L'usage du monde, Nicolas Bouvier

Il a donc fallu quitter le GR pour de bon et se laisser dérouter, retour à la Biquetterie. Je n'aime pas ces jours qui suivent une longue randonnée: le corps est étonné de son immobilité, le regard tente de s'accrocher au paysage familier sans trouver d'aspérité et la main est orpheline de carte IGN. Sont-ce là les symptômes de "l'insuffisance centrale de l'âme"?
Je retrouve au pied de mon lit une pile de romans lus ces dernières semaines. Tous parlent de femmes en marche.
Le prix Médicis étranger: Une femme fuyant l'annonce de l'Israélien David Grossman et Ora qui, à coup de routes parcourues qui toujours l'éloignent plus de sa porte,  pense pouvoir échapper au fatum, au destin qui lui annoncerait la mort de son fils parti pour une opération militaire au Liban. Ne surtout pas être là lorsque des messagers viendront frapper.
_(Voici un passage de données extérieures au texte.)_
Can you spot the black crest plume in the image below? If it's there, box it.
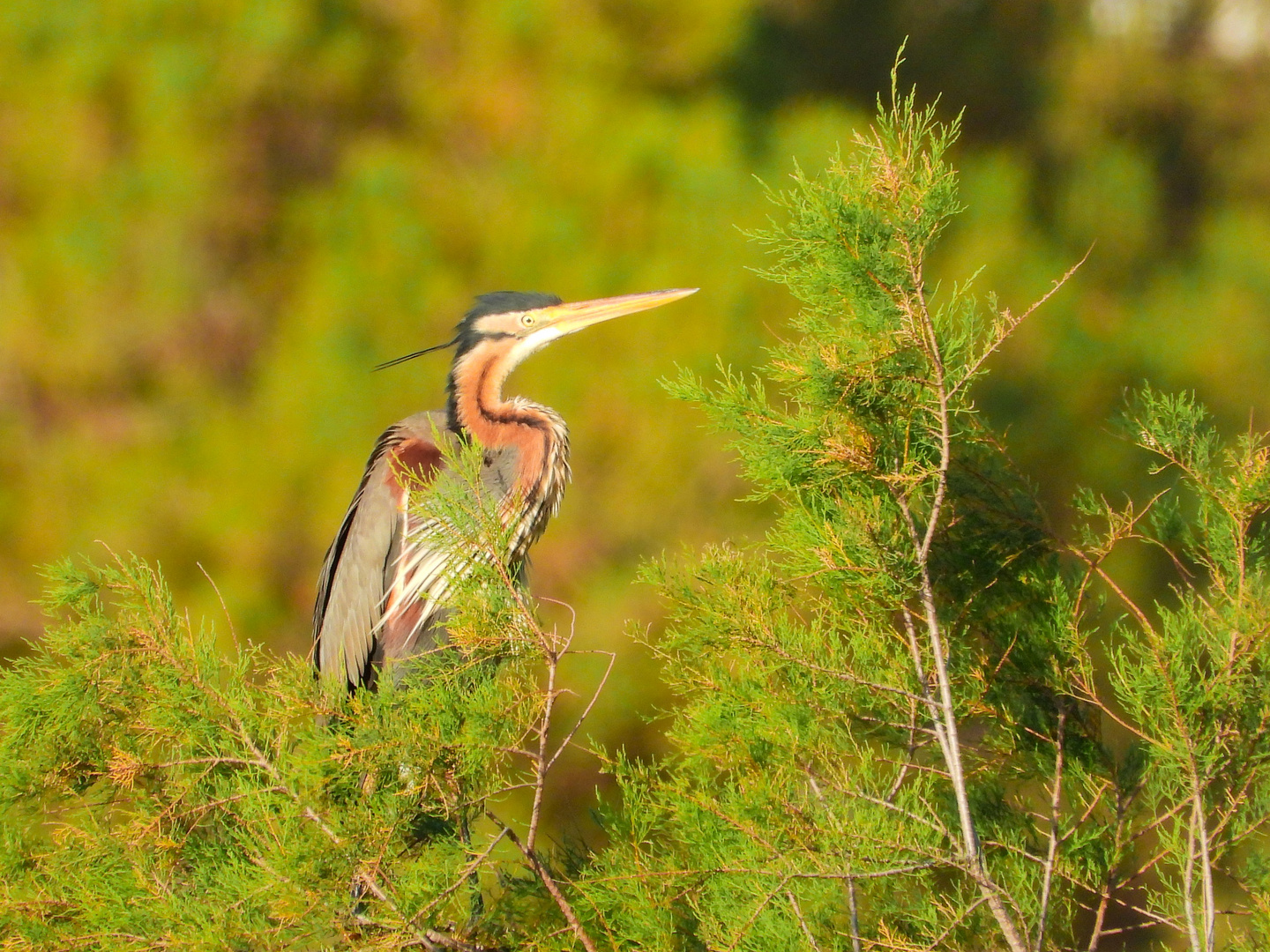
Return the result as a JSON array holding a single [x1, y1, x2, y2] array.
[[375, 291, 561, 370]]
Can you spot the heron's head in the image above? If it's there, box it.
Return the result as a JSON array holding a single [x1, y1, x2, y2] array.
[[376, 288, 698, 382], [455, 288, 696, 373]]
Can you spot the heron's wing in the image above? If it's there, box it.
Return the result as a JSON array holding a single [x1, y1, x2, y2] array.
[[314, 418, 442, 688]]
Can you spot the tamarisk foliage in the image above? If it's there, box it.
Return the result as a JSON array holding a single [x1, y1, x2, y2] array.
[[0, 76, 1270, 952]]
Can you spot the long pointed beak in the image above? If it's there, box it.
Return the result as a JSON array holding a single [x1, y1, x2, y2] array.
[[534, 288, 699, 335]]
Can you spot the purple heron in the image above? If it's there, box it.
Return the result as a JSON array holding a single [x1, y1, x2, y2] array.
[[314, 288, 696, 690]]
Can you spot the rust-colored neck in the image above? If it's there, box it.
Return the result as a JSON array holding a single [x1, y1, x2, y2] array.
[[448, 338, 557, 496]]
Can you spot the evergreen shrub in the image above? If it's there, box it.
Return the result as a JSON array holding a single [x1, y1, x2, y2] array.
[[0, 74, 1270, 952]]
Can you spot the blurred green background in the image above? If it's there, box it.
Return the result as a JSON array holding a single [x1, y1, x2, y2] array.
[[0, 0, 1270, 867]]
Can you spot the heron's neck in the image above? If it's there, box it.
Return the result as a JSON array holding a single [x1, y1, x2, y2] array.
[[447, 348, 569, 495]]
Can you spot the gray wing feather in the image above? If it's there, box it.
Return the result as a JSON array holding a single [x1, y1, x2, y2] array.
[[314, 427, 401, 687]]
Une fuite qui pourrait avoir la force d'une conjuration.
Des solidarités mystérieuses de Pascal Quignard et Claire, Marie-Claire ou Chara -c'est selon- qui foule la lande de terre bretonne jusqu'à l'usure, écorchement de corps sur granit pour un amour puis son souvenir.
Le prix Goncourt des lycéens: Du domaine des murmures de Carole Martinez et Esclarmonde qui choisit de vivre en déroute, comprenez emmurée, emmurmurée, pour regarder le monde et ses désirs derrière des barreaux.
Traversée littéraire comme une autre façon de faire usage du monde...

samedi, 05 novembre 2011

DEROUTE (1)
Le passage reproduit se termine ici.